Dice el soltero del barrio que, según dónde vivas, también la muerte se ha encarecido y tiene un precio alto. El otro día, sin ir más lejos, se dirigió a unas oficinas de Pompas Fúnebres, de Barcelona, y les preguntó si podían informarle sobre cuánto cuesta morirse este año, el 2016.
La respuesta fue amable, muy profesional, y le mostraron los precios del catálogo y las diferentes calidades de las maderas de roble, pino o madera aglomerada (más barata) de los ataúdes. También destacaron que no hay nada como un buen acondicionamiento interior, señalando en especial un acolchado con seda, rematado por un adorno floral alrededor de la cabeza o futura calavera, detalle natural imprescindible, dijeron, para un reposo más confortable y ecológico.
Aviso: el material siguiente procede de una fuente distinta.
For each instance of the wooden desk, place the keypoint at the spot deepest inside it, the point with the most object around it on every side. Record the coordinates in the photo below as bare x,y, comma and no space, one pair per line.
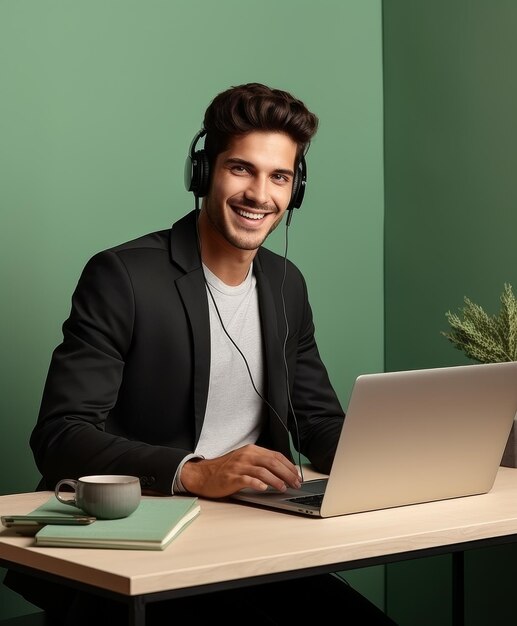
231,545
Sin olvidar, tampoco, las variopintas ceremonias religiosas o civiles, con música clásica, folk o rock, interpretada en directo o simplemente grabada.
La información le ofrecía una perspectiva de la muerte tan sofisticada y cara, que decidió aplazarla para otro día, hasta que no pudiera más, y entregar el cuerpo al hospital que le tocara en suerte, o a la fosa común, como Mozart, Cervantes y otros muchos, que no son mala compañía.